FusedFeedForward

class paddle.incubate.nn. FusedFeedForward ( d_model, dim_feedforward, dropout_rate=0.1, epsilon=1e-05, activation='relu', act_dropout_rate=None, normalize_before=False, weight_attr=None, bias_attr=None, name=None ) [source]
Parameters
  • d_model (int) – The expected feature size in the input and output.

  • dim_feedforward (int) – The hidden layer size.

  • dropout_rate (float, optional) – The dropout probability used in pre-process and post-precess. Default 0.1

  • epsilon (float, optional) – he small value added to the variance to prevent division by zero. Default: 1e-05.

  • activation (str, optional) – The activation function. Default relu.

  • act_dropout_rate (float, optional) – The dropout probability after activition. If None, use the value of dropout_rate. Default None

  • normalize_before (bool, optional) – Indicate whether to put layer normalization into, preprocessing or postprocessing.

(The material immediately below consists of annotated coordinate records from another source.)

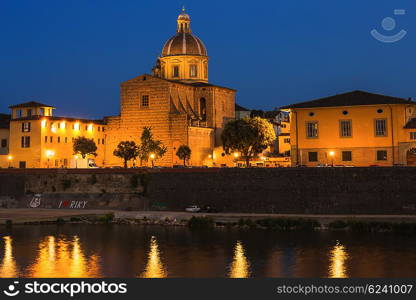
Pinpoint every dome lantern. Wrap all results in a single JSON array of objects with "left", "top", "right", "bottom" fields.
[{"left": 153, "top": 8, "right": 208, "bottom": 82}]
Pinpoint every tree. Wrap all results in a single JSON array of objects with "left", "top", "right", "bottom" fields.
[
  {"left": 113, "top": 141, "right": 139, "bottom": 168},
  {"left": 138, "top": 126, "right": 168, "bottom": 166},
  {"left": 176, "top": 145, "right": 192, "bottom": 166},
  {"left": 221, "top": 117, "right": 276, "bottom": 167},
  {"left": 72, "top": 136, "right": 97, "bottom": 159}
]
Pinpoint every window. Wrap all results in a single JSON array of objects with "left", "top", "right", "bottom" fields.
[
  {"left": 172, "top": 66, "right": 179, "bottom": 77},
  {"left": 306, "top": 122, "right": 318, "bottom": 138},
  {"left": 189, "top": 65, "right": 198, "bottom": 77},
  {"left": 308, "top": 152, "right": 318, "bottom": 162},
  {"left": 22, "top": 122, "right": 30, "bottom": 132},
  {"left": 377, "top": 150, "right": 387, "bottom": 160},
  {"left": 342, "top": 151, "right": 352, "bottom": 161},
  {"left": 22, "top": 136, "right": 30, "bottom": 148},
  {"left": 142, "top": 95, "right": 149, "bottom": 107},
  {"left": 374, "top": 119, "right": 387, "bottom": 136},
  {"left": 339, "top": 120, "right": 352, "bottom": 137}
]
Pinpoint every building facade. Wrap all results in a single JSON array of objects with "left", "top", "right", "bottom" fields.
[{"left": 281, "top": 91, "right": 416, "bottom": 166}]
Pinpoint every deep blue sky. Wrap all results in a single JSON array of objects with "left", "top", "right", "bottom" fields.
[{"left": 0, "top": 0, "right": 416, "bottom": 117}]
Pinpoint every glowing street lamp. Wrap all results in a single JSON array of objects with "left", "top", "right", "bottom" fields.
[
  {"left": 329, "top": 151, "right": 335, "bottom": 166},
  {"left": 7, "top": 155, "right": 13, "bottom": 168},
  {"left": 46, "top": 150, "right": 55, "bottom": 168},
  {"left": 150, "top": 153, "right": 156, "bottom": 168}
]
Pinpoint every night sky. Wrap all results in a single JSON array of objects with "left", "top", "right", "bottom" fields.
[{"left": 0, "top": 0, "right": 416, "bottom": 118}]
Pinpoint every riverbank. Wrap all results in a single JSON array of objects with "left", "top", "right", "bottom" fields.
[
  {"left": 0, "top": 209, "right": 416, "bottom": 234},
  {"left": 0, "top": 167, "right": 416, "bottom": 215}
]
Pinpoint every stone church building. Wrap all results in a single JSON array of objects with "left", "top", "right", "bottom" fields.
[{"left": 104, "top": 11, "right": 236, "bottom": 166}]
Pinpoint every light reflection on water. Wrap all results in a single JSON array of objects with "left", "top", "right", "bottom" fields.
[
  {"left": 329, "top": 242, "right": 348, "bottom": 278},
  {"left": 0, "top": 225, "right": 416, "bottom": 278}
]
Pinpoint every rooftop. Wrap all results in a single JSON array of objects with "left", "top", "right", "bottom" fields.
[
  {"left": 9, "top": 101, "right": 53, "bottom": 108},
  {"left": 281, "top": 91, "right": 416, "bottom": 109}
]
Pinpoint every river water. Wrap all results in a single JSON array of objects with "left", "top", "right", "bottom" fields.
[{"left": 0, "top": 224, "right": 416, "bottom": 278}]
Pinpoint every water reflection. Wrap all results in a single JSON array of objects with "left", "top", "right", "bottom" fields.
[
  {"left": 229, "top": 241, "right": 250, "bottom": 278},
  {"left": 141, "top": 236, "right": 168, "bottom": 278},
  {"left": 28, "top": 236, "right": 100, "bottom": 278},
  {"left": 0, "top": 236, "right": 18, "bottom": 278},
  {"left": 329, "top": 242, "right": 348, "bottom": 278}
]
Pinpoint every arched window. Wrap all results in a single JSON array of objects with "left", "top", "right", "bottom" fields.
[{"left": 199, "top": 98, "right": 207, "bottom": 121}]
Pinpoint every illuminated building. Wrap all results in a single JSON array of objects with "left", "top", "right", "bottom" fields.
[{"left": 281, "top": 91, "right": 416, "bottom": 166}]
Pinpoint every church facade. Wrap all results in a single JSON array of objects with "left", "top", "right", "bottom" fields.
[{"left": 0, "top": 11, "right": 236, "bottom": 168}]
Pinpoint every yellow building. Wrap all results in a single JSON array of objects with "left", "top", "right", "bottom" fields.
[
  {"left": 2, "top": 102, "right": 105, "bottom": 168},
  {"left": 0, "top": 11, "right": 236, "bottom": 168},
  {"left": 281, "top": 91, "right": 416, "bottom": 166}
]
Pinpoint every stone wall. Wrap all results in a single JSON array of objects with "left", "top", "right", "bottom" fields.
[{"left": 0, "top": 167, "right": 416, "bottom": 214}]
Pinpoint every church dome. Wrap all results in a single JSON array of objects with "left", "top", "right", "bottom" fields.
[{"left": 162, "top": 9, "right": 207, "bottom": 56}]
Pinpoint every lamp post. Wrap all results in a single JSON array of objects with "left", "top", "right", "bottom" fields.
[
  {"left": 150, "top": 153, "right": 156, "bottom": 168},
  {"left": 329, "top": 151, "right": 335, "bottom": 167}
]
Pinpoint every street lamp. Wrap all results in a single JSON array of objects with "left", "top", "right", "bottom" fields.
[
  {"left": 150, "top": 153, "right": 156, "bottom": 168},
  {"left": 329, "top": 151, "right": 335, "bottom": 166},
  {"left": 7, "top": 155, "right": 13, "bottom": 168},
  {"left": 46, "top": 150, "right": 55, "bottom": 168}
]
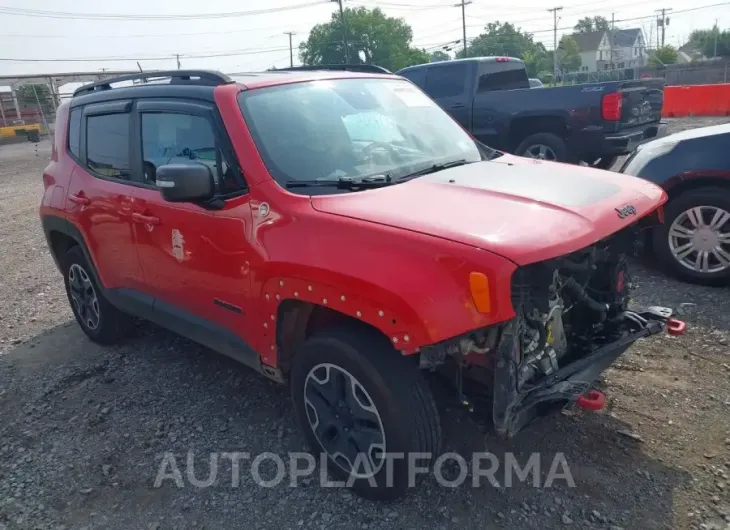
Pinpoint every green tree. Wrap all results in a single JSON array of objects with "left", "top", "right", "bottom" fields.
[
  {"left": 456, "top": 21, "right": 552, "bottom": 77},
  {"left": 299, "top": 7, "right": 431, "bottom": 71},
  {"left": 522, "top": 42, "right": 553, "bottom": 79},
  {"left": 573, "top": 16, "right": 609, "bottom": 33},
  {"left": 15, "top": 84, "right": 51, "bottom": 105},
  {"left": 689, "top": 26, "right": 730, "bottom": 57},
  {"left": 649, "top": 44, "right": 677, "bottom": 66},
  {"left": 456, "top": 21, "right": 536, "bottom": 58},
  {"left": 558, "top": 35, "right": 581, "bottom": 72},
  {"left": 431, "top": 50, "right": 451, "bottom": 63}
]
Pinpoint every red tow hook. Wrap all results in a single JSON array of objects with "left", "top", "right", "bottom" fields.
[
  {"left": 576, "top": 390, "right": 606, "bottom": 410},
  {"left": 667, "top": 318, "right": 687, "bottom": 335}
]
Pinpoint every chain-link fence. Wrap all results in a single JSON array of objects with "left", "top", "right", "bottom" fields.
[
  {"left": 562, "top": 60, "right": 730, "bottom": 86},
  {"left": 0, "top": 84, "right": 58, "bottom": 143}
]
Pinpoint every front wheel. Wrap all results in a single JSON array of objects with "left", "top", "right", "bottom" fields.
[
  {"left": 62, "top": 246, "right": 131, "bottom": 344},
  {"left": 290, "top": 327, "right": 441, "bottom": 500},
  {"left": 652, "top": 187, "right": 730, "bottom": 285}
]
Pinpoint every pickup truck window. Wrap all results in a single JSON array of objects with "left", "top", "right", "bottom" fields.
[
  {"left": 477, "top": 63, "right": 530, "bottom": 92},
  {"left": 426, "top": 63, "right": 467, "bottom": 99},
  {"left": 239, "top": 79, "right": 483, "bottom": 193}
]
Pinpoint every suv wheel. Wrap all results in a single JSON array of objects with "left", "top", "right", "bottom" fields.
[
  {"left": 653, "top": 187, "right": 730, "bottom": 285},
  {"left": 515, "top": 133, "right": 568, "bottom": 162},
  {"left": 63, "top": 246, "right": 130, "bottom": 344},
  {"left": 290, "top": 328, "right": 441, "bottom": 500}
]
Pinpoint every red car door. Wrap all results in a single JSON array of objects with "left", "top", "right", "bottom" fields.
[
  {"left": 132, "top": 100, "right": 255, "bottom": 350},
  {"left": 66, "top": 102, "right": 144, "bottom": 289}
]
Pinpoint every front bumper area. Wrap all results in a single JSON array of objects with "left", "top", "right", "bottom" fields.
[{"left": 492, "top": 308, "right": 686, "bottom": 438}]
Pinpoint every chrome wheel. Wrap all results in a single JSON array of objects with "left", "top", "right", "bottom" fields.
[
  {"left": 304, "top": 363, "right": 385, "bottom": 478},
  {"left": 668, "top": 206, "right": 730, "bottom": 274},
  {"left": 523, "top": 144, "right": 558, "bottom": 160},
  {"left": 68, "top": 263, "right": 99, "bottom": 330}
]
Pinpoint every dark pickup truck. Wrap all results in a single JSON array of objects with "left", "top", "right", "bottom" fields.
[{"left": 396, "top": 57, "right": 664, "bottom": 169}]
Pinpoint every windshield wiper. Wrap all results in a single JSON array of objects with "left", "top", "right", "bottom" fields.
[
  {"left": 396, "top": 158, "right": 472, "bottom": 182},
  {"left": 284, "top": 175, "right": 393, "bottom": 190}
]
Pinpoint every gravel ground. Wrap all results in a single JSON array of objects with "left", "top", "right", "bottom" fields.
[{"left": 0, "top": 119, "right": 730, "bottom": 530}]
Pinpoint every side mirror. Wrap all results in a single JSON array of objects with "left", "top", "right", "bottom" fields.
[{"left": 156, "top": 164, "right": 215, "bottom": 202}]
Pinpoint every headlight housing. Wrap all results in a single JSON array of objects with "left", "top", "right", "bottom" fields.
[{"left": 621, "top": 139, "right": 679, "bottom": 177}]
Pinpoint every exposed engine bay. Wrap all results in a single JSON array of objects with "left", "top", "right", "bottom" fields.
[
  {"left": 512, "top": 227, "right": 633, "bottom": 388},
  {"left": 420, "top": 223, "right": 684, "bottom": 435}
]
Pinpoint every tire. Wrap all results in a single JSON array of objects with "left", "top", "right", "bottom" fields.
[
  {"left": 652, "top": 187, "right": 730, "bottom": 285},
  {"left": 515, "top": 133, "right": 572, "bottom": 162},
  {"left": 290, "top": 326, "right": 441, "bottom": 500},
  {"left": 62, "top": 246, "right": 131, "bottom": 344},
  {"left": 586, "top": 156, "right": 618, "bottom": 171}
]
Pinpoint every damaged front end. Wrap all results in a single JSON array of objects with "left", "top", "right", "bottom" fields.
[{"left": 421, "top": 223, "right": 684, "bottom": 437}]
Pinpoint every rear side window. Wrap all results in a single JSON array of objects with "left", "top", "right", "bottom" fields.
[
  {"left": 477, "top": 63, "right": 530, "bottom": 92},
  {"left": 86, "top": 114, "right": 130, "bottom": 180},
  {"left": 68, "top": 107, "right": 81, "bottom": 158},
  {"left": 426, "top": 64, "right": 466, "bottom": 99}
]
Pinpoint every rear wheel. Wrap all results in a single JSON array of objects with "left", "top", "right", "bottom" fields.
[
  {"left": 63, "top": 246, "right": 131, "bottom": 344},
  {"left": 290, "top": 327, "right": 441, "bottom": 500},
  {"left": 515, "top": 133, "right": 569, "bottom": 162},
  {"left": 585, "top": 156, "right": 618, "bottom": 170},
  {"left": 652, "top": 187, "right": 730, "bottom": 285}
]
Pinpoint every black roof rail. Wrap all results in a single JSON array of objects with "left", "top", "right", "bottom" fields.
[
  {"left": 73, "top": 70, "right": 234, "bottom": 97},
  {"left": 269, "top": 64, "right": 392, "bottom": 74}
]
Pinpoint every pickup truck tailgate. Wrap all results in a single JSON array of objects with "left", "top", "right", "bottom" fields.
[{"left": 619, "top": 79, "right": 664, "bottom": 128}]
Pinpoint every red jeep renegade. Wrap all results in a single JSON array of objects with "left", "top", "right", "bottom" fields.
[{"left": 40, "top": 70, "right": 683, "bottom": 498}]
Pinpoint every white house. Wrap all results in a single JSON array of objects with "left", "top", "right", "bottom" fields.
[{"left": 573, "top": 28, "right": 647, "bottom": 72}]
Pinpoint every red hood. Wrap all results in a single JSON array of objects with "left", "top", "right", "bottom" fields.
[{"left": 312, "top": 155, "right": 666, "bottom": 265}]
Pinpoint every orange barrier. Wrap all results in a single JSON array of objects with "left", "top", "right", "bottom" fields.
[{"left": 662, "top": 83, "right": 730, "bottom": 118}]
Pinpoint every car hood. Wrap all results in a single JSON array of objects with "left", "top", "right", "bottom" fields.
[{"left": 311, "top": 155, "right": 666, "bottom": 265}]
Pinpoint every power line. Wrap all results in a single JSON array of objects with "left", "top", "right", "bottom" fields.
[
  {"left": 548, "top": 7, "right": 563, "bottom": 80},
  {"left": 0, "top": 0, "right": 329, "bottom": 21},
  {"left": 656, "top": 7, "right": 672, "bottom": 47},
  {"left": 284, "top": 31, "right": 295, "bottom": 66}
]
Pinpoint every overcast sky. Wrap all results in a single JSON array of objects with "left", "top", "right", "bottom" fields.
[{"left": 0, "top": 0, "right": 730, "bottom": 91}]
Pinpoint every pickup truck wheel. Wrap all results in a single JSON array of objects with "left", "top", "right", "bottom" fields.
[
  {"left": 62, "top": 246, "right": 131, "bottom": 344},
  {"left": 515, "top": 133, "right": 568, "bottom": 162},
  {"left": 290, "top": 327, "right": 441, "bottom": 500},
  {"left": 586, "top": 156, "right": 618, "bottom": 170},
  {"left": 652, "top": 187, "right": 730, "bottom": 285}
]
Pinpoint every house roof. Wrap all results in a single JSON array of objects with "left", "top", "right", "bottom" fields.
[
  {"left": 613, "top": 28, "right": 641, "bottom": 48},
  {"left": 573, "top": 31, "right": 606, "bottom": 52},
  {"left": 573, "top": 28, "right": 641, "bottom": 52}
]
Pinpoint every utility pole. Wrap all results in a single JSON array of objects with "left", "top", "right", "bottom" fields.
[
  {"left": 454, "top": 0, "right": 471, "bottom": 57},
  {"left": 656, "top": 7, "right": 672, "bottom": 48},
  {"left": 608, "top": 13, "right": 615, "bottom": 71},
  {"left": 548, "top": 7, "right": 563, "bottom": 83},
  {"left": 330, "top": 0, "right": 350, "bottom": 64},
  {"left": 284, "top": 31, "right": 294, "bottom": 66}
]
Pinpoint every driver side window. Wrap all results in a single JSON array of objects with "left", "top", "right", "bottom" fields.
[{"left": 141, "top": 112, "right": 241, "bottom": 195}]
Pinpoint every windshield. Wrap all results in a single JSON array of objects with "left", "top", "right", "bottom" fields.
[{"left": 239, "top": 79, "right": 487, "bottom": 194}]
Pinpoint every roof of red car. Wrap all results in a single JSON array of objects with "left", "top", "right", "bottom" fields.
[{"left": 228, "top": 70, "right": 400, "bottom": 89}]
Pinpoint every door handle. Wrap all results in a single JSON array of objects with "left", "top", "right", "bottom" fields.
[
  {"left": 132, "top": 213, "right": 160, "bottom": 225},
  {"left": 68, "top": 194, "right": 91, "bottom": 206}
]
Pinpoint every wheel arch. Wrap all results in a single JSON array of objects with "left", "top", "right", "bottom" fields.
[{"left": 254, "top": 277, "right": 429, "bottom": 369}]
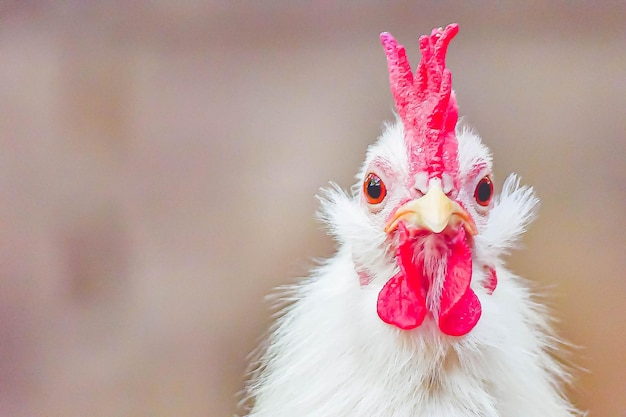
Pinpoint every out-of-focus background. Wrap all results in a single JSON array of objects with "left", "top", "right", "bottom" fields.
[{"left": 0, "top": 0, "right": 626, "bottom": 417}]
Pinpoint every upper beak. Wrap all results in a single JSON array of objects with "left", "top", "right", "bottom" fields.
[{"left": 385, "top": 184, "right": 478, "bottom": 235}]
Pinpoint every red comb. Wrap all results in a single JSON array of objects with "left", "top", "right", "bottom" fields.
[{"left": 380, "top": 23, "right": 459, "bottom": 188}]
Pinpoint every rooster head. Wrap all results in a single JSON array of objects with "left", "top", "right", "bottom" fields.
[{"left": 323, "top": 24, "right": 535, "bottom": 336}]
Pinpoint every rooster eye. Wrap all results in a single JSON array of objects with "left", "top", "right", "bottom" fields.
[
  {"left": 363, "top": 172, "right": 387, "bottom": 204},
  {"left": 474, "top": 176, "right": 493, "bottom": 207}
]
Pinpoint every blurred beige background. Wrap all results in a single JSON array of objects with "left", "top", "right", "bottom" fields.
[{"left": 0, "top": 0, "right": 626, "bottom": 417}]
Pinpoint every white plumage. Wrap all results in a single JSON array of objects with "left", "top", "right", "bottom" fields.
[{"left": 239, "top": 25, "right": 577, "bottom": 417}]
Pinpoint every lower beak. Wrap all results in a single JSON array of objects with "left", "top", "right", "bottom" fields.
[{"left": 385, "top": 184, "right": 478, "bottom": 235}]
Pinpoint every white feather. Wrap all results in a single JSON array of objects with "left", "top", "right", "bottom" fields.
[{"left": 239, "top": 118, "right": 577, "bottom": 417}]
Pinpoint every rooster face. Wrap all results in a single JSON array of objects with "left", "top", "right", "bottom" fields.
[{"left": 320, "top": 25, "right": 504, "bottom": 336}]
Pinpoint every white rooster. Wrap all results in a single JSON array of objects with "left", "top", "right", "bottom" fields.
[{"left": 241, "top": 24, "right": 578, "bottom": 417}]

Default False

  • weight_attr (ParamAttr, optional) – The attribute for the learnable weight of this layer. The default value is None and the weight will be initialized to zero. For detailed information, please refer to paddle.ParamAttr.

  • bias_attr (ParamAttr|bool, optional) – The attribute for the learnable bias of thi layer. If it is set to False, no bias will be added to the output. If it is set to None or one kind of ParamAttr, a bias parameter will be created according to ParamAttr. For detailed information, please refer to paddle.ParamAttr. The default value is None and the bias will be initialized to zero.

Examples

# required: gpu
import paddle
from paddle.incubate.nn import FusedFeedForward

fused_feedforward_layer = FusedFeedForward(8, 8)
x = paddle.rand((1, 8, 8))
out = fused_feedforward_layer(x)
print(out.numpy().shape)
# (1, 8, 8)
forward ( src, cache=None )

forward

Defines the computation performed at every call. Should be overridden by all subclasses.

Parameters
  • *inputs (tuple) – unpacked tuple arguments

  • **kwargs (dict) – unpacked dict arguments

extra_repr ( )

extra_repr

Extra representation of this layer, you can have custom implementation of your own layer.